BREVARD COUNTY, Fla. — Brevard County Public Schools just found an extra $1.5 million in miscalculated savings, and teachers want a piece of the pie — they’ve been facing financial hardships for quite some time.
- Brevard Public Schools has extra $1.5M in miscalculated savings
- Teachers want some of the funds to help make salaries more competitive
- Teacher federation: about 850 teachers left Brevard within past 3 years
Satellite Beach High School Teacher Joe Scott says he's been teaching for 28 years, and that wages in Brevard County are not competitive enough to get teachers to stay.
But according to Brevard Public Schools Superintendent Mark Mullins, "The $1.5 million surfaced as part of an internal review of our calculation for retiree attrition, which showed we did not captured the total number of employees. We refined our calculation and then had an outside party (Carr, Riggs and Ingram) validate our findings."

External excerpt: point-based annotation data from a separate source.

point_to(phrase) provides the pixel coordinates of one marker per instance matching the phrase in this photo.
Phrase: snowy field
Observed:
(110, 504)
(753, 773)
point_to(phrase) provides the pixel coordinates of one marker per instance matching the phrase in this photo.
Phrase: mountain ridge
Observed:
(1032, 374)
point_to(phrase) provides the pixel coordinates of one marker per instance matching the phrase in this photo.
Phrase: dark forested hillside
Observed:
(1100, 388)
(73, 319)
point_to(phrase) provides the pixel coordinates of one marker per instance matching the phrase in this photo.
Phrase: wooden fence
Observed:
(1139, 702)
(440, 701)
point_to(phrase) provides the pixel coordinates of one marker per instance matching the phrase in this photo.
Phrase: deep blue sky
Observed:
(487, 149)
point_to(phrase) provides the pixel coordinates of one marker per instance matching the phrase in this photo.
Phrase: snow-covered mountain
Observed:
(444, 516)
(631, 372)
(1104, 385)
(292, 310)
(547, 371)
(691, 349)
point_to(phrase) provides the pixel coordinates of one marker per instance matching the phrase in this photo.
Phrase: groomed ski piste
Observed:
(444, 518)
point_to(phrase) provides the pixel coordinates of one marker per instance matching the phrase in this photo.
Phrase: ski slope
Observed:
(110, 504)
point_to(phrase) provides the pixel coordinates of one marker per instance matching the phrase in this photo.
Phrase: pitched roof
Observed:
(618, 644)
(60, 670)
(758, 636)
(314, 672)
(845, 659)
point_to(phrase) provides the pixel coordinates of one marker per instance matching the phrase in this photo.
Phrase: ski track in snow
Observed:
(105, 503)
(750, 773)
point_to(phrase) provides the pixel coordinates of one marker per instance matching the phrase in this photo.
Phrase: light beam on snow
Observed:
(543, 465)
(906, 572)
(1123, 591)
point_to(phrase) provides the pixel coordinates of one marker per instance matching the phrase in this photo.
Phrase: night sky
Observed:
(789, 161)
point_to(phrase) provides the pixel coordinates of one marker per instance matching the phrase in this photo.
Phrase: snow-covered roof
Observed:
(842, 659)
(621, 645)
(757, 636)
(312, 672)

So what’s being done with the money found?
“It would have to be distributed across all employee groups and of course, everything has to be done and negotiated in the sunshine,” Mullins said.
The Brevard Federation of Teachers created a new committee with teachers from different pay scales to talk to the superintendent about wage compression.
Vanessa Skipper, who is a part of BFT, says the committee was created to end the lack of differences in pay between long-time teachers and new hires, because sometimes a veteran teacher only makes a few thousand more than a new employee, according to Skipper.
Mullins said the money will be part of the negotiation for the upcoming budget. Though the school board is also looking for ways to get more funds to make Brevard County’s teacher salary competitive.
“(We’re) looking at all possible options, money saving within the district, whether it’s programs or the way we do our business,” he explained.
Teacher Joe Scott says he has a solution — involving the community to give their input and have the option to help fund education.
“If the public at large asked for tax increases, I think they will agree,” Scott said.
According to the federation, about 850 teachers left the district within the past three years.
This is not a teacher committee, it is a work group made up of representatives from both the district and the union, along with some teachers. Their first meeting was held on Wed. Aug. 7, and did not include the superintendent.